因幡屋ぶろぐ

劇評かわら版「因幡屋通信」主宰
宮本起代子による幸せの観劇記録。
舞台の印象をより的確により豊かに記せますよう・・・

ピンク祭

2008-03-30 | 舞台
*振付・出演 磯島未来 加藤若菜 須加めぐみ 公式サイトはこちら こまばアゴラ劇場の公演は30日で終了
 劇団名は「ピンク」。東京公演は久しぶりとのことで、公演期間中「謝肉祭」「即興ナイト」「ピンク単独公演」の3つのステージが順次行われる。自分がみたのは「ピンク単独公演」である。

 ピンクは上記3人の女性による「過呼吸乙女ユニット」で、公演チラシには「正統に鍛えた体をことごとく酷使しながらその先に見えるダンスをダンスと示すも、転んでも笑いながらしぶとく図太く頭突きする3人のセッションは『同時多発バカ』と呼ばれるほどバカバカしさで溢れていて、その融合は他に類を見ない」であると。どんなものなのかまったく予想がつかず、こわごわとアゴラに向かう。1時間少しの上演後、茫然としている自分がいた。さまざまな気持ちで頭の中が混乱していた。驚いたのだ。チラシの文句がまったくその通りだったことに。

 3人の女の子たちが踊る、動く、暴れる。その中にほんの少し台詞もあるのだが、お芝居の登場人物として話しているわけではなく、舞台にも物語性はない。ひたすら踊る彼女たちの柔軟で強靭な肉体と、ダンスともアクションとも思える動きに見入るばかりであった。クラシックバレエ的な動きもあるし、ほとんどアクロバット、いやプロレスに近いところもあった。どうしてそんなにからだが動くの?と感嘆すると同時に、なぜそこまで動かし続けるの?人が舞台に立つのは、何かを伝えたい、表現したい欲求があるからだと思う。
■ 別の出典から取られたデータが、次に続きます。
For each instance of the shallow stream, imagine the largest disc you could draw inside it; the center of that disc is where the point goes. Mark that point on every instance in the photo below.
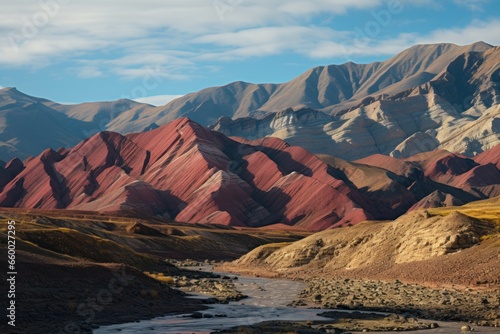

しかしピンクの舞台は、何をしたいのか結局わからず、かといって自己陶酔のパフォーマンスでもなく、観客への感謝や気遣い?も感じられる。必死に踊る彼女たちをみていると「よくわからないが、ともかく頑張ってるじゃないか」という気持ちになり、客席はいい感じに温まった。終演後おもてに出ると、さっきまで過ごした時間が嘘のように、駒場の町は静かであった。駅のホームからみる夜桜は昼間よりも美しく妖艶。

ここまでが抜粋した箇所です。